Stepped in and budded every twig,
blushed imperial crocus, bluebell bed,
and the bared yellow of celandine
with each passing foot.
I – who couldn’t save a marriage,
or father a child – made the sulk
of winter love me in a warming morn.

Best to have stayed put,
fondling bark and wormshit earth,
spilling seed in brook and copse,
running leaved light through the song
in my eye, sire of shadows and tangled sound,
my thought-spoor found at dawn by men
drawn from the path – senses running off
with their dogs after my vanishing form –
their women left behind, warmth spreading up
loosening thighs, bellies swelling with my summer laugh.

Spirit Fox

The dead fox gets unsteadily
to his feet, limps to my desk,
where he stares at me, aghast.

Why… he says, …your poem
…when you found my body,
in the frost, by the stream?

I remember the bright, cold
light that day, him lying by
the nettles, his immaculate fur.

The lines… he gasps, …brought
me… made me… I look at his
dull coat, sodden and matted,

his gelled eyes’ opaque mess,
the ripped hanging lip, patches
of bare, maggot-gnawn skin,

the foreleg’s bone, bared by
busy crows who also tore
the anus, spilling pale folds

of bowel on the ground, weeks
after I wrote the words.
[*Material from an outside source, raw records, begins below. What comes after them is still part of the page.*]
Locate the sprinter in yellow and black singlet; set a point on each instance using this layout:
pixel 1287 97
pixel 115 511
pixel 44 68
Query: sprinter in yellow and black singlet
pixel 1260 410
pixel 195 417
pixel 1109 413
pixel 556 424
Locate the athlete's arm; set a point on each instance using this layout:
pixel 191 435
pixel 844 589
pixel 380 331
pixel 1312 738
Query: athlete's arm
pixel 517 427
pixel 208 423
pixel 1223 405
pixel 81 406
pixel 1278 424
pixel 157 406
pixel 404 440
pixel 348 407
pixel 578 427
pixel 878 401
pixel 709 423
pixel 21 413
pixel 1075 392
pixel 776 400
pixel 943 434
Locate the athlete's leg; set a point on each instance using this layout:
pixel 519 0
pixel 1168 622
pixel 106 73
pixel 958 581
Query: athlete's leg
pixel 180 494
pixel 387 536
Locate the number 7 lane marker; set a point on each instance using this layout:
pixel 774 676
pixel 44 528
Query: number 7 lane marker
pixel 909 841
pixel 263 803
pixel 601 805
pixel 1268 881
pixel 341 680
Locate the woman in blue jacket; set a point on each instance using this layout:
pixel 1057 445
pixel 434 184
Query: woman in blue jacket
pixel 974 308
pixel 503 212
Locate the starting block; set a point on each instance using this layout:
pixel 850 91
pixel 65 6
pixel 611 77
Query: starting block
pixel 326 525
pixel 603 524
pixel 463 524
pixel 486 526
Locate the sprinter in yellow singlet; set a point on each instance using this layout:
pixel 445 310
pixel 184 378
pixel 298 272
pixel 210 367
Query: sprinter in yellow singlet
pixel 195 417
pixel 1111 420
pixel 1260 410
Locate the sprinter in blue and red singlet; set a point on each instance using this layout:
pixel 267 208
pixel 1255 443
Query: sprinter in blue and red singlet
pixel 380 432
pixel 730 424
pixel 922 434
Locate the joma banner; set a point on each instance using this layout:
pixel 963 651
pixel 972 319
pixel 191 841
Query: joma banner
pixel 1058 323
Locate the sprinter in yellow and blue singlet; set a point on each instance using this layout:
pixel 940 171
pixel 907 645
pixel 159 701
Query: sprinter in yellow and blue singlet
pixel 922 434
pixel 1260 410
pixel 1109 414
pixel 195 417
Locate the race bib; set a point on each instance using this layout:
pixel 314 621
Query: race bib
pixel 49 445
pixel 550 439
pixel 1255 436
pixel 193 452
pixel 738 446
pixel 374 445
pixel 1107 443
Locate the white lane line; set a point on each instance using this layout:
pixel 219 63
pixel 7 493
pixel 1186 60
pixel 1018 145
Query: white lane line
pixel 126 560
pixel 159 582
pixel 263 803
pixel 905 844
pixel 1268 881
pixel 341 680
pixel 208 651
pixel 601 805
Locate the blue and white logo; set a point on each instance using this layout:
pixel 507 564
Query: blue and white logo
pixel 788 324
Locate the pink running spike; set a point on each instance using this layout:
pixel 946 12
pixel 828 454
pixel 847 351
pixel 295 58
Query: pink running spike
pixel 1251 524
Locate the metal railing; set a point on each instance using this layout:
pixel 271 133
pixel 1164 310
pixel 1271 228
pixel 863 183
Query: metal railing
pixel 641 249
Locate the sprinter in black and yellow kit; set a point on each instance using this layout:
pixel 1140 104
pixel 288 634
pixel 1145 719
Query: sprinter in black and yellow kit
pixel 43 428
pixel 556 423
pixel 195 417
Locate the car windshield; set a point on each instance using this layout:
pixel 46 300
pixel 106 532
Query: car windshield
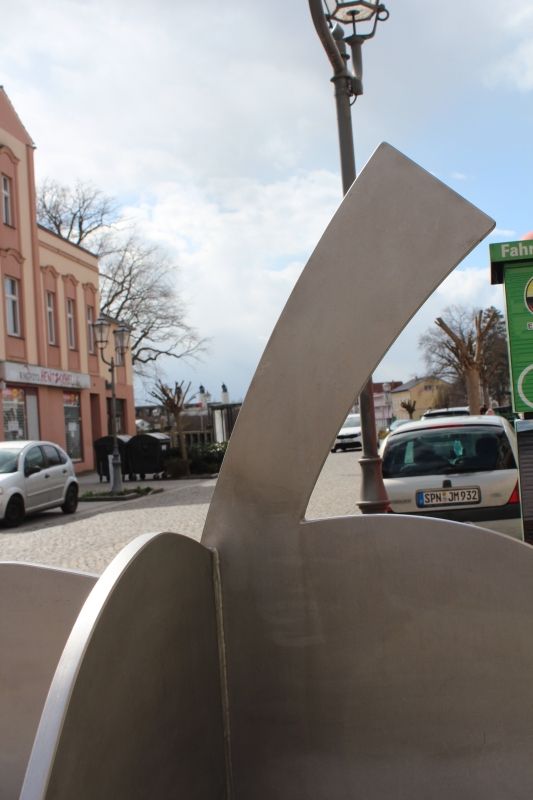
pixel 446 450
pixel 352 421
pixel 8 461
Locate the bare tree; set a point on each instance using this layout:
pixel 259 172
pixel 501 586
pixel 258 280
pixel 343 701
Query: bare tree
pixel 137 280
pixel 462 347
pixel 137 286
pixel 409 406
pixel 173 400
pixel 82 213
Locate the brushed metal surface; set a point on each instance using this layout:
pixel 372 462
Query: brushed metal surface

Every day,
his diminishing where he lay

in the mud, the flooded ghyll
sliding past, the worn leaves
round him, the curious footprints

filled with rain. The breezes
beneath a restless sky. The slow
plunder of his body in the cold…

…of your cold image: its callous
rotting worked at, its dead birth
worming my unrest free all winter

till I’m here, ruin-ribbed, woodspoil
fit for nothing, the revolting shade
of my decay dragged across the page.

What now for your plaything, poet,
your corruption by the water’s side?
What now for all that I’ve been…?

He hangs his head of shadows above
the keys. When he says no more
I pause, then close the screen.


Craig’s had poems published in The London Magazine, The North, The Rialto, Agenda, Stand, New Welsh Review, Poetry Ireland Review, Under the Radar, Orbis, Butcher’s Dog, The Interpreter’s House, Poetry Salzburg Review, The Frogmore Papers, Ink, Sweat and Tears, Message in a Bottle, Magma and Prole. He’s got work forthcoming in Acumen and Neon.

One Poem by Kate Young

Written in response to this month’s Special Challenge.


What’s in a treaty?
A word veiled as truce
or simply a pledge
dredged up from murky depths
between Seine and Thames,
‘The dark one’.

It’s seen it all before,
the Seine,
like countless rivers
in countless lands
wending their way through time,
through war torn cities
their muddied eyes
rolling across ruined stones
and broken lives.

Pounding through 1657
Paris beats its chest,
heart pulsating out,
its spider veins radiating
losing significance,
the little streets
of little men
their whispered breath
throbbing with growing unrest.

Twenty-six thousand troops and fleet
aligned, colours mingling
rippling in the pull of the wash
sucked in, spewed out
like the artists, the poets,
the lovers and the lonely
drawn down, drowning
mouthing silently
What’s in a treaty?


Kate Young is passionate about poetry and literature. After retiring, she has returned to writing and has had success with poems published in magazines. She is presently editing her work and writing new material, particularly in response to ekphrastic challenges.